Oil slicks moving onto coral reefs at Galeta at low tide; Bahia las Minas refinery spill, Panama, April, 1996.

Corals are long-lived and recover slowly from disturbances, whether these are natural, such as hurricanes, or human-caused, such as ship groundings or exposure to pollutants. How fast and how well a coral reef recovers depends on the extent and type of damage, the location, species affected, available habitat suitable for coral colonization, and many other parameters. Severe and repeated impacts delay recovery, while ongoing pollution and other chronic stresses may postpone it indefinitely.

Coral on damaged reefs recover by regenerating from partially damaged colonies, by reestablishing broken coral fragments, and through settlement of coral larvae carried by ocean currents.

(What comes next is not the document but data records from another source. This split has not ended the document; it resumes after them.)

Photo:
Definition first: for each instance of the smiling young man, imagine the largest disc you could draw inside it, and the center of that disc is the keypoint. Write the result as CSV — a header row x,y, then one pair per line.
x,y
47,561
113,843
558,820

Coral communities may recover more rapidly from oil exposure alone than from mechanical damage. Recovery of coral reefs after oil exposure, however, may depend partly on the recovery of associated communities that may be more seriously affected, such as mangroves and seagrass beds.

A physically damaged reef recovers more slowly, and may need restoration. For example, vessel groundings fragment coral skeletons, producing loose rubble and fine sediments that inhibit successful recolonization of hard corals.

Recovery time depends on the type and intensity of the disturbance and can range from several years for localized and small-scale disturbances, to decades or centuries for severe impacts.